入所4
俺が連れていかれたのはB2の舎房だった。
B2は雑居房しかない。一部屋に4~5人程いて、部屋数が14部屋だったから、常時60人近く収監されている大きい舎房だ。
舎房の廊下を歩きながら、横目で雑居房の中を覗く。囚人達は将棋を指したり、本を読んでいるようだった。
驚きなのは格好だ。ほぼ全員が上半身裸。暑いからなのだろうが、留置所ではちょっと考えられない。
そのとき、前を歩く刑務官から「おい」と声がかかる。
「お前なによそ見しよるんや」
ドスの聞いたトーンの低い声。ドキリとする。
刑務官はずっと前を向いていて、俺の目線など見えるはずがないのに。背中に目がついているのか?
よそ見はダメらしい。俺は「すいません」と謝った。怒られるのだろうと思って心臓はバクバクしていた。
「お前こういうところ初めてか?」
そう聞く刑務官に「はい」と恐る恐る頷く。すると、刑務官は溜息をつきながら理由を教えてくれた。
拘置所や刑務所では、目が合っただけで難癖をつけてくる輩がいる。本当にどうでもいいことでトラブルが起きるらしいのだ。
だから自分の身を守るためにも、不用意に雑居房の中を覗く行為はやめとけ、ということだった。
なるほど。外の世界では目が合って難癖をつけてくる輩はチンピラくらいだと思っていたが、ここにはそういう奴らがうようよいることを認識する。
刑務官は扉の上に9というプレートがはまった部屋まで俺を連れてくると、「よし、壁を向いとけ」と言った。
この「壁を向く」というのは留置所や拘置所ではよくやるが、娑婆ではちょっと考えられないだろう。
俺たちは移動後に待機しているとき、指示を待つとき、刑務官が前を通るときなどあらゆる場面で壁を向くんだ。目的としては、囚人同士の対面を避ける、刑務官の顔を見ない、反抗しにくくするなど色々あるらしい。

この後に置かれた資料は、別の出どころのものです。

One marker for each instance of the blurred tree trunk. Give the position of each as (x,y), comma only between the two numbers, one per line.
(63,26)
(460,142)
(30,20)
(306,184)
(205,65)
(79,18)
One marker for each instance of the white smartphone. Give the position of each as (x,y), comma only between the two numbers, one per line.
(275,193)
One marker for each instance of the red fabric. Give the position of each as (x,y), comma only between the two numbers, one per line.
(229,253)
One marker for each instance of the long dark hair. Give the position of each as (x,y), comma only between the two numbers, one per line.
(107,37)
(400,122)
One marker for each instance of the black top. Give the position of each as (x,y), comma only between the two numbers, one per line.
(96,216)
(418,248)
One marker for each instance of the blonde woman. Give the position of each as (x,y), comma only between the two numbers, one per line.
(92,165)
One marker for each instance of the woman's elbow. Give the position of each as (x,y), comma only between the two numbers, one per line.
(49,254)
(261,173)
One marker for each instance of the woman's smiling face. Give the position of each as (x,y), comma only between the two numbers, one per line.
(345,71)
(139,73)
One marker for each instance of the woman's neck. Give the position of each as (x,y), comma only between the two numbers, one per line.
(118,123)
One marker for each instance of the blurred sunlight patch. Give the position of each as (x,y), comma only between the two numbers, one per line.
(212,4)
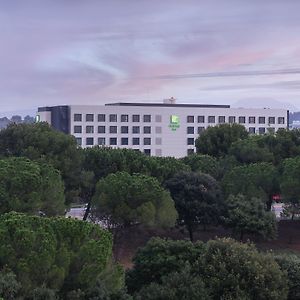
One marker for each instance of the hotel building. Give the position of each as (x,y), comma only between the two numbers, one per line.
(159,129)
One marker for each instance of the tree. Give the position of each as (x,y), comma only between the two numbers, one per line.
(248,216)
(123,200)
(290,263)
(181,285)
(221,269)
(204,164)
(290,185)
(54,254)
(26,186)
(39,142)
(254,180)
(198,199)
(251,150)
(158,259)
(217,140)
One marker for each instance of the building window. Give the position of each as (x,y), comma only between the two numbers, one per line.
(135,118)
(147,118)
(113,118)
(158,129)
(113,129)
(147,129)
(231,119)
(135,141)
(147,141)
(79,141)
(77,129)
(200,129)
(271,130)
(158,118)
(251,120)
(135,129)
(124,129)
(147,152)
(190,130)
(101,129)
(101,118)
(190,151)
(113,141)
(101,141)
(221,119)
(211,119)
(89,118)
(89,129)
(89,141)
(251,130)
(158,152)
(271,120)
(201,119)
(262,130)
(124,141)
(242,120)
(77,117)
(158,141)
(190,141)
(190,119)
(124,118)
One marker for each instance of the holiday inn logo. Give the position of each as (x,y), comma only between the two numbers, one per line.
(174,122)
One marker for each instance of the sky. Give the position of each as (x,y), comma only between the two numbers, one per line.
(56,52)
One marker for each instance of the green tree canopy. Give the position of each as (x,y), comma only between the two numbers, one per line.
(27,186)
(204,164)
(39,142)
(221,269)
(248,216)
(254,180)
(290,263)
(251,150)
(198,199)
(290,185)
(122,200)
(217,140)
(54,254)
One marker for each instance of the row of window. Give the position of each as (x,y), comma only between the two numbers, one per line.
(190,119)
(232,119)
(123,141)
(114,129)
(114,118)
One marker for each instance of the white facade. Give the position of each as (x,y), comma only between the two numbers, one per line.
(149,128)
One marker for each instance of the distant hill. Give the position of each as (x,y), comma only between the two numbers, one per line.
(264,103)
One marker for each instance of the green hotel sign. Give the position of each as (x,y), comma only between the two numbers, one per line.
(174,122)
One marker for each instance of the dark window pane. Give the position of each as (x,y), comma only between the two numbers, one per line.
(101,129)
(147,118)
(124,118)
(190,130)
(77,117)
(89,118)
(147,129)
(124,129)
(101,118)
(77,129)
(89,141)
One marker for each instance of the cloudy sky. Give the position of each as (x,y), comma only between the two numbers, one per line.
(98,51)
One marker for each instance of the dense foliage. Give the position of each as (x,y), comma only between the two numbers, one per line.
(26,186)
(123,200)
(198,199)
(221,269)
(55,253)
(39,142)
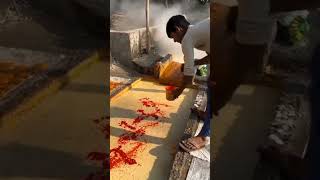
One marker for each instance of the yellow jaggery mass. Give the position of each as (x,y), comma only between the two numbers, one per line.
(172,75)
(114,85)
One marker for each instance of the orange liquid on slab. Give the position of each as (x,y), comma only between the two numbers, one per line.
(114,85)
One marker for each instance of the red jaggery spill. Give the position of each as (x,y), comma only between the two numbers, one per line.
(119,157)
(170,88)
(125,124)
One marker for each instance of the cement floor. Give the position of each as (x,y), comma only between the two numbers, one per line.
(239,130)
(154,158)
(52,140)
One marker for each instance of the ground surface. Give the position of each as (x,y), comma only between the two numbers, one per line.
(158,144)
(240,129)
(52,140)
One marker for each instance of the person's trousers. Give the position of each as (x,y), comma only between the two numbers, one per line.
(205,131)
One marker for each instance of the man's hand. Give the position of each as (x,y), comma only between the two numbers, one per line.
(204,60)
(177,92)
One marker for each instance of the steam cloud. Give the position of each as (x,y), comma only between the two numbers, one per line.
(159,15)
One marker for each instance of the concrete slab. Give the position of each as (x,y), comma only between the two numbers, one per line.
(158,144)
(53,139)
(240,129)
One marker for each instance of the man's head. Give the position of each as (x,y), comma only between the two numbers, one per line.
(177,27)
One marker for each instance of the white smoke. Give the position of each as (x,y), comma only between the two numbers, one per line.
(159,16)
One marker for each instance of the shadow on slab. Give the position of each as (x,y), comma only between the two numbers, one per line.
(86,88)
(18,160)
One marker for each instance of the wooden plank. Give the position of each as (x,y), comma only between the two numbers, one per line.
(199,170)
(182,161)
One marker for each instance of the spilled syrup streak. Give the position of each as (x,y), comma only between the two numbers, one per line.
(118,156)
(103,124)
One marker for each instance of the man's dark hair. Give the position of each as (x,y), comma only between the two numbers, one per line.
(176,21)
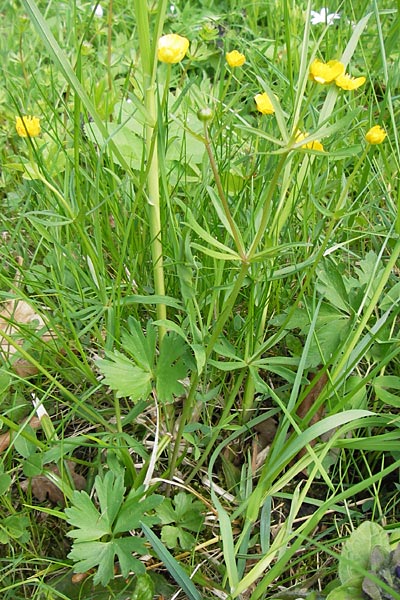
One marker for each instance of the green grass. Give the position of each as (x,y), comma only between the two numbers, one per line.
(190,285)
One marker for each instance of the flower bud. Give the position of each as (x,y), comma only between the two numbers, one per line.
(205,114)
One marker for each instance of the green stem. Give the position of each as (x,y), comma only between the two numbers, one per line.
(149,61)
(267,207)
(221,193)
(189,401)
(154,204)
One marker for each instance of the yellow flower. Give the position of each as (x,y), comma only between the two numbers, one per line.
(375,135)
(346,82)
(27,126)
(326,72)
(235,58)
(264,104)
(172,48)
(314,145)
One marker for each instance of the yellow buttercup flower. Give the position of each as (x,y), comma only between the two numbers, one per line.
(375,135)
(264,104)
(314,145)
(326,72)
(235,58)
(172,48)
(346,82)
(27,126)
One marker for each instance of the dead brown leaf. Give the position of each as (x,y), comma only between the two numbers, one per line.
(15,315)
(43,489)
(5,438)
(308,403)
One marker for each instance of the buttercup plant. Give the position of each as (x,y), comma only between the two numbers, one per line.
(375,135)
(235,58)
(27,126)
(217,259)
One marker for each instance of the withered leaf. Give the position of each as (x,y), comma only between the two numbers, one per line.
(5,438)
(43,489)
(15,315)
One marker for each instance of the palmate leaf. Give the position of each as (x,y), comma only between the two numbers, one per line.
(124,377)
(110,492)
(90,524)
(142,348)
(97,537)
(171,367)
(132,513)
(88,555)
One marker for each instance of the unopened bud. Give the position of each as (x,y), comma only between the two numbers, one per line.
(205,114)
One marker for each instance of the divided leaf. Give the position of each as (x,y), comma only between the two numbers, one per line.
(97,537)
(126,379)
(171,367)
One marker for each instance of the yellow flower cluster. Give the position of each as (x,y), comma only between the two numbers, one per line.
(264,104)
(235,58)
(375,135)
(27,126)
(314,145)
(334,71)
(172,48)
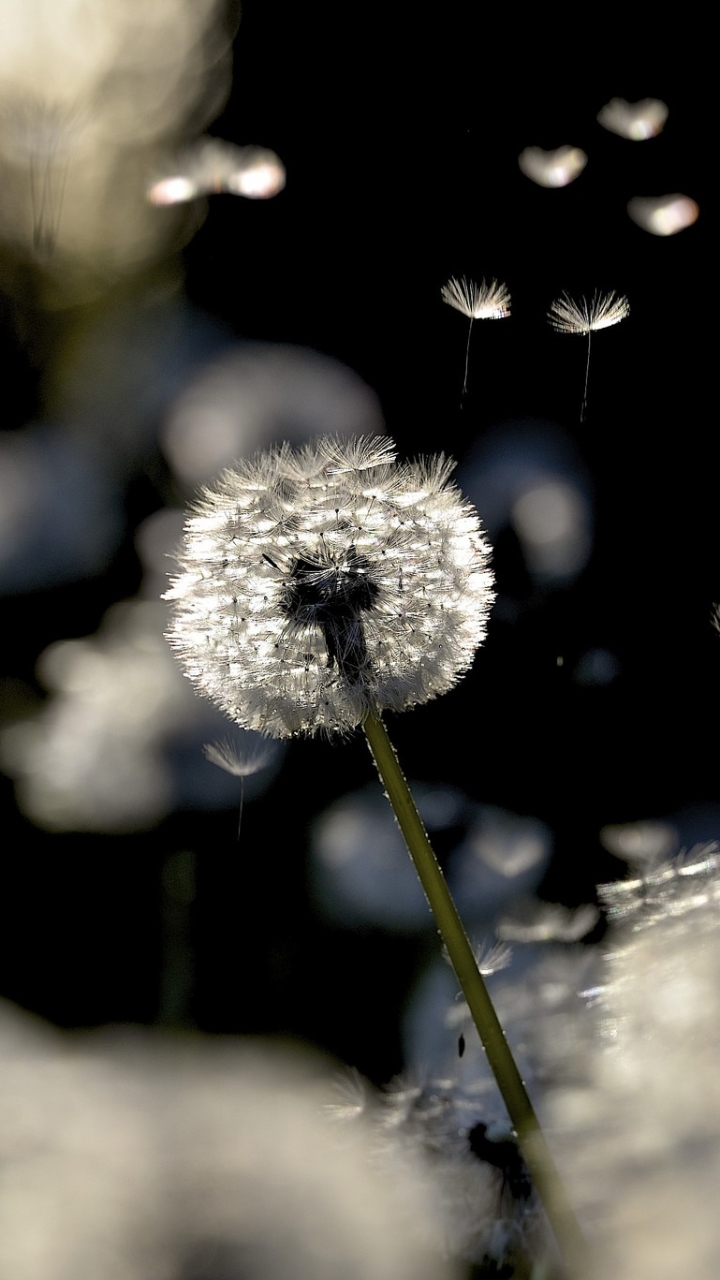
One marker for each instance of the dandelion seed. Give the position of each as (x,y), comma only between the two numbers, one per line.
(548,922)
(634,120)
(478,302)
(323,584)
(586,318)
(556,168)
(242,758)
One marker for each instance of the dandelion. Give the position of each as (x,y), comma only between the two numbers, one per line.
(586,318)
(320,584)
(318,588)
(478,302)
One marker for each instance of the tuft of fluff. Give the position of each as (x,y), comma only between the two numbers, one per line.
(639,1138)
(317,585)
(604,311)
(472,1165)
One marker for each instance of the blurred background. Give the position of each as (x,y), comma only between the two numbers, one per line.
(167,305)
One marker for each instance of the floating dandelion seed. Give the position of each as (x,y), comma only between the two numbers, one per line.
(242,758)
(42,135)
(478,302)
(662,215)
(556,168)
(634,120)
(586,318)
(322,584)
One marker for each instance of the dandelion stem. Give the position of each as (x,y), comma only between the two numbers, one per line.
(584,405)
(468,357)
(497,1050)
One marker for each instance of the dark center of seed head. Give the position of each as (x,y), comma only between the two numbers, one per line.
(332,595)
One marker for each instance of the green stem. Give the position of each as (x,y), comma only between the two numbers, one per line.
(500,1057)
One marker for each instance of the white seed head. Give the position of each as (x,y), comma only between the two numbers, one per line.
(320,584)
(477,301)
(583,316)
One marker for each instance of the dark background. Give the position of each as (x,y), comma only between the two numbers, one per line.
(400,135)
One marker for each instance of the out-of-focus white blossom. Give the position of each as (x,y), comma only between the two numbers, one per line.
(662,215)
(556,168)
(318,585)
(638,1130)
(87,94)
(130,1156)
(634,120)
(472,1164)
(258,394)
(118,745)
(213,167)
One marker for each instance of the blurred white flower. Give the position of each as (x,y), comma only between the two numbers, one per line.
(213,167)
(638,1132)
(130,1156)
(634,120)
(662,215)
(117,746)
(586,318)
(320,584)
(256,394)
(552,168)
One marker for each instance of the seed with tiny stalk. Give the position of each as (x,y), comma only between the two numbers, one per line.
(586,318)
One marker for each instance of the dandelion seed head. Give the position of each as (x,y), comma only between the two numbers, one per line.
(583,316)
(477,301)
(317,585)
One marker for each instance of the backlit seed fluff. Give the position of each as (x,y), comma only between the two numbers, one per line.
(320,584)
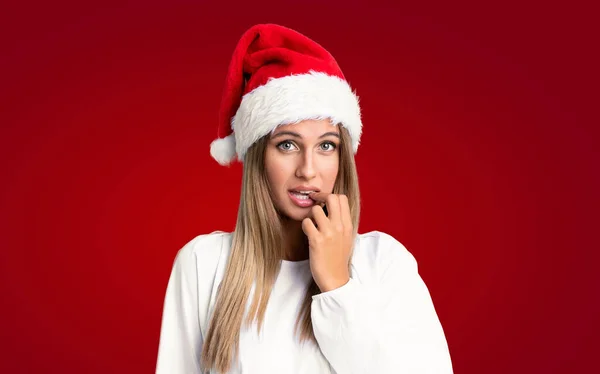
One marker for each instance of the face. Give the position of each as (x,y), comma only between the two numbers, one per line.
(299,158)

拘置所に入る可能性がある奴は覚えとくといい。
あと娑婆という言葉。
ほとんどの人が小説や漫画でしか見聞きしたことないだろうが、囚人はこの娑婆という言葉を結構使う。
「シャバに帰りてー」「シャバは良いよなぁ」「シャバでは・・・」というように。
最初は違和感しかなかったが、みんな使うもんだから俺もすぐに慣れて使うようになった。
俺は壁を向いたまま、拘置所生活における注意事項の説明を受けた。
お前の番号は390番だ。
用事があるときは報知器を下ろせ。
願い事があるときは願せんを出せ。
節度ある行動をしろ。
中に入ったら、先輩の言うことをきちんと守れ。
分からないことは、まず中の奴に聞け。
そんなところか。一通りの説明を終えると、刑務官は部屋の扉の鍵を開け、ガラガラと引いた。どうやら引き戸タイプらしい。
「よし!では、まわれーー右!!!」
刑務官の元気のよい声に驚きながらも、回れ右で振り向く。回れ右なんて小学校か中学校以来か?
挙動不審な動きで回ると、またもや刑務官が溜息をついた。
「違う違う。こう回るんだよ」と言いながら、刑務官が実演してみせる。口調は荒っぽいが、この刑務官はいい人だ。間違いない。
彼の言う通り、もう一回やると彼は無言で頷いた。